Amaç ve Araç
Veysi ERKEN
Bir faaliyeti değerli kılan
“araç”lar değil “amaçtır.
Hani çok kullandığımız bir hadis
vardır ““Ameller (başka
değil) ancak niyetlere göredir; herkesin niyeti ne ise eline geçecek odur.
Kimin hicreti, Allah ve Resulü (rızası ve hoşnutlukları) için ise, onun hicreti
Allah ve Resulü’ne müteveccih sayılır. Kim de nâil olacağı bir dünya veya
nikahlanacağı bir kadından ötürü hicret etmişse, onun hicreti de hedeflediği
şeye göredir.” (Buhârî,
Bedü’l-Vahy, 1; Müslim, İmare, 155; Ebu Davud, Talak, 11)
Evet,
ameller niyetlere göre “Salih” veya “batıl” olur.
Bunun
içindir ki, amacınız bozuk ise araçlarınız hebadır.

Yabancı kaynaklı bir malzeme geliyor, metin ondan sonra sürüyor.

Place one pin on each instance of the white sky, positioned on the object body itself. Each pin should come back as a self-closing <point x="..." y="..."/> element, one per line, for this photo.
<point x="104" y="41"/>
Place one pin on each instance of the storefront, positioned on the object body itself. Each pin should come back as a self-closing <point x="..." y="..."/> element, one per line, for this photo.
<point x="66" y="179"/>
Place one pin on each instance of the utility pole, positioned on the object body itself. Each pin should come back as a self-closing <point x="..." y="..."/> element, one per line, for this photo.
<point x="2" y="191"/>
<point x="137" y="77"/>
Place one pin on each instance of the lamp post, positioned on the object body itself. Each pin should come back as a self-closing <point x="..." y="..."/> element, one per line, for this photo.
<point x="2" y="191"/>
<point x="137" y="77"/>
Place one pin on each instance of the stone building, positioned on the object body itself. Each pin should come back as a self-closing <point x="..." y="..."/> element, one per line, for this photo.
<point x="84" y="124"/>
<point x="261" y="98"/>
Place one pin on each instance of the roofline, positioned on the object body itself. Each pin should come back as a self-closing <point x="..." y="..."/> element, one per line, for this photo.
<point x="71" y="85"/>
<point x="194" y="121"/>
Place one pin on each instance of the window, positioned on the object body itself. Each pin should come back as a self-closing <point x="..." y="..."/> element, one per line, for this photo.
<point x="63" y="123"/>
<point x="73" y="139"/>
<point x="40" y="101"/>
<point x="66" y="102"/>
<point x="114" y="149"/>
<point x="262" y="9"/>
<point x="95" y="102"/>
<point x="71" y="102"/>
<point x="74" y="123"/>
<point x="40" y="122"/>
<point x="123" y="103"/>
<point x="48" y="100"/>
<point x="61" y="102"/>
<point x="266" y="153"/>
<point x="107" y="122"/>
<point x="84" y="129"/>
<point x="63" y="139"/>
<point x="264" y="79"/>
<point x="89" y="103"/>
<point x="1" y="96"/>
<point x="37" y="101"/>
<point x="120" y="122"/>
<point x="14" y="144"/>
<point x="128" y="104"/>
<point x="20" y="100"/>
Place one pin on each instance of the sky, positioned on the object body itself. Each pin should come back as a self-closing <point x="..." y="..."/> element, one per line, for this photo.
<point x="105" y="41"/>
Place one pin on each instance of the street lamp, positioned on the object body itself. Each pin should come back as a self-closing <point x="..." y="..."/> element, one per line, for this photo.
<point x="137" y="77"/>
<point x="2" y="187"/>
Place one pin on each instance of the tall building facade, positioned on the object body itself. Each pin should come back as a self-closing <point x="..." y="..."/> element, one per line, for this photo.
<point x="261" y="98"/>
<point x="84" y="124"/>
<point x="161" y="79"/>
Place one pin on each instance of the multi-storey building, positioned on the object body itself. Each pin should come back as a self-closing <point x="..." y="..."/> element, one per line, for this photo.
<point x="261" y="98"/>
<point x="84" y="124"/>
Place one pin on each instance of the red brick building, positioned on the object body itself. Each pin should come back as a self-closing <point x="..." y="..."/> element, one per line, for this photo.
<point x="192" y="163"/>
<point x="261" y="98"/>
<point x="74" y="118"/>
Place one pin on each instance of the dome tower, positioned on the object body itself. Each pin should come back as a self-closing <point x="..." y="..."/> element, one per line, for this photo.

Üzülerek belirtmeliyim ki, ülkemizi
kasıp kavuran tartışmalarda aydın zannettiklerimiz yapıların amaçlarını ve
niyetlerini gündeme getirmiyor.
Aydın zannettiklerimizin sessizliği
Makyevelist anlayışlıların ekmeğine yağ sürmektedir.
Kilise ile iş tutan İsrail’i otorite
gören makyevelist zihniyet, kafaları bulandırmak için araçları ön plana
çıkarmaktadır.
Şu kadar okul, ev, şirket vs.
kurduk.
Hep güzel iş yaptık deyip
duruyorlar.
Aydınlarımız bu makyevelistlerin
amacını hiç sorgulamıyor.
Hep savunmada kalıyor.
Bildiği halde susuyor.
Esasında ilk sorulması gereken soru,
amaçla ilgili olmalı ve daima sorulmalı.
Sürekli sorulmazsa makyevelist
anlayışta olanlar kendilerini hep sütre gerisine çekerler.
Amaçlarını gizlerler.
Halkı kandırmaya devam ederler.
İşte sorulması gereken sorular.
Amacınız, kilisenin misyonunun
parçası olmak mıdır?
Amacınız, dini emirleri
furuatlaştırıp yok etmek midir?
Sorulacak çok soru var?
Bu sorular amacın ortaya çıkarılması
için yeter.
Kısaca bir yapının amacı “kilisenin Misyonu”nun bir parçası
olmak ise araç olarak kullandığı her şey hebadır, işe yaramazdır.
Yapılan
okullar, yurtlar, şirketler vs. ancak hebadır.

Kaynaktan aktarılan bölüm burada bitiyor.